Treat the collaborative task as a raft. We’re on the Kontiki Ra crossing the Pacific together. We need to get along, anyone of us could sink the thing if circumstances don’t overwhelm us.
Accept that it won’t always work.
You may wait forever for a contribution that never comes; use this as part of the learning process rather than let it trip up the exercise. Role player a second or third person if needs – role play being something that is easily accommodated in this environment.
Don’t presume anything. Just begin, and keep going. Resist the temptation to see the output of others and redirect your group whole-scale in that direction. Each journey has its own lessons and will be different, however many times the exercise is carried out. Can tutors concur or are we like lemmings? (or sheep).
Do it for the learning experience and for the fun of it … not for the marks! The parameters of success and failure and suitably broad, accept that you’ll fall in the middle of this very broad road. To expect failure or to court brilliance are both doomed to failure in equal measure and to tip this Kontiki Raft of a collaborative exercise over.
My contribution?
Do do when you can. Try to contribute a bit regularly, as piling it at the beginning and the end can be like a Bull in a china shop … or a ghost entering a room.
The contribution of others?
Accept that it is their business. If the environment you are part of seems inviting and you each play host, however is around, then there will be an interest in ‘coming out to play,’ and even participating.
Remember what your first online collaborative exercise with a group of strangers was like, avoid the mistakes of the past … and work with behaviours/approaches you have seen are successful.
What happened?
We lined up, and made a start. We found our way and found our roles. There is no Seargeant Major telling us what we do, but someone or two needed to step forward. You can wait politely a little while, or offer your services if you feel you have the time to give and the wherewithall not to let others down.
Don’t be precious about anything. Respect all ideas as a catalyst for direction, improvement or redirection. Accept that things can shift. Accept that no one knows what you think until you express it. If you can’t touch type go get lessons!

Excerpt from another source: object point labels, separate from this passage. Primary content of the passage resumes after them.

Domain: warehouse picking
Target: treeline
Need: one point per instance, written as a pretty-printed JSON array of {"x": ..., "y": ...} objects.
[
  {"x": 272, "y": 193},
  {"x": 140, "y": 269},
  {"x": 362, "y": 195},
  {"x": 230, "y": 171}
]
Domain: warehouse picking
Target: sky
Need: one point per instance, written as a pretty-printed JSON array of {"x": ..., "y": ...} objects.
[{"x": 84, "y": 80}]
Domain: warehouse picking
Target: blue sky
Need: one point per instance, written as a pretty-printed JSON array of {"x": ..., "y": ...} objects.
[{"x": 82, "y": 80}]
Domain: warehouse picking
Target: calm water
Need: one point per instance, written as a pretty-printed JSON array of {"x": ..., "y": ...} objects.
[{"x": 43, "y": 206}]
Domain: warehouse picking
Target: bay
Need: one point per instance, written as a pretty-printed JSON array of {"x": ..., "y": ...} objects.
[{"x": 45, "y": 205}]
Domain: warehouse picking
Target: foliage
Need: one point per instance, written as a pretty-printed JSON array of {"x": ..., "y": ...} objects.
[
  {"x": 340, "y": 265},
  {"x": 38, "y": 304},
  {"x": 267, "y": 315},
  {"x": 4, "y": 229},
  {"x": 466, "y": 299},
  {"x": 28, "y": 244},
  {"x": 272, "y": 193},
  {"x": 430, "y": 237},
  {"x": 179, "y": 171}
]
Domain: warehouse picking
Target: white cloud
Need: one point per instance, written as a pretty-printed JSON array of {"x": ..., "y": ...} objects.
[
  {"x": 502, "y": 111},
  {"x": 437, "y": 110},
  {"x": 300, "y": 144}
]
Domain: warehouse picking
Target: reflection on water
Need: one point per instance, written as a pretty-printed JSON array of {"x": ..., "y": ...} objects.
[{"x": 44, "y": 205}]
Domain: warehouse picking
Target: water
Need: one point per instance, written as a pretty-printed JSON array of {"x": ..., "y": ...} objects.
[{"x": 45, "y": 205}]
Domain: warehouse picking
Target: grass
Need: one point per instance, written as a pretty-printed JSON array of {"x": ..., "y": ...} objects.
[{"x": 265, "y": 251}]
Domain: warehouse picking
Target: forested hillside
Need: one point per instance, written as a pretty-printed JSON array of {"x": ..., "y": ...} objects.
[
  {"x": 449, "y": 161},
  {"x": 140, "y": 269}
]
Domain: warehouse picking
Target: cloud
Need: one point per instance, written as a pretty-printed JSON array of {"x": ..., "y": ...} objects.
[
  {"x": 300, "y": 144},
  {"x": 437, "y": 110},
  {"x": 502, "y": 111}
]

Personally I am neither pilot nor co-pilot, if such roles exist. I may not be using this exercise to show initiative or leadership, but I can play several other roles as participant, as court jester … as an observer who will reflect on it, who will make a start and offer views, and insights, and make mistakes, and admit them, and be around (because I am and can be).
So what?
Like blogging making regular contributions probably works better than piling in at the weekend. Not a surprise that more are able to do this than not. Accept that my working day isn’t – I tend to be out evenings and weekends. Time zones mean little to extreme owls or an extreme lark … I am that lark, working best long before the dawn chorus, coming into my own as its volume increases.
Be guided. If not host, play the role of a good party guests. Acknowledge the contribution of others. Allow yourself to be cajouled by their thinking. Say it … it can be read, ignored, commented on or not. This is a process, not an end result.
Use what you or others know has worked in the past. Trying to assemble a moment when most of us can gather matters. Synchronous work acts like a milestone, a deadline … it galvanises contributions before the cut of point. It is always surprising how this joint enterprise can temporarily morph into a joint entity where instead of us each writing a paragraph, we write one paragraph together. Use the exervise to summise and find common ground.
What next?
Get some sleep. I’ll not be able to join in a proposed early afternoon Skype if I am napping.
Prepare. Understand what others have said. Identify strengths and weaknesses of our approach. Maybe take a look at what others are up to … even search the OU Blog for what H808ers made of this last year or the year before (its all out there!).
Be wise and be willing to accept guidance if my ignorance is also revealed. This is the point … you learn more from your mistakes, than from showing off.
Does this even count as reflection?
Am I doing it for myself or because the course requires it? Having not followed a template have I gone astray?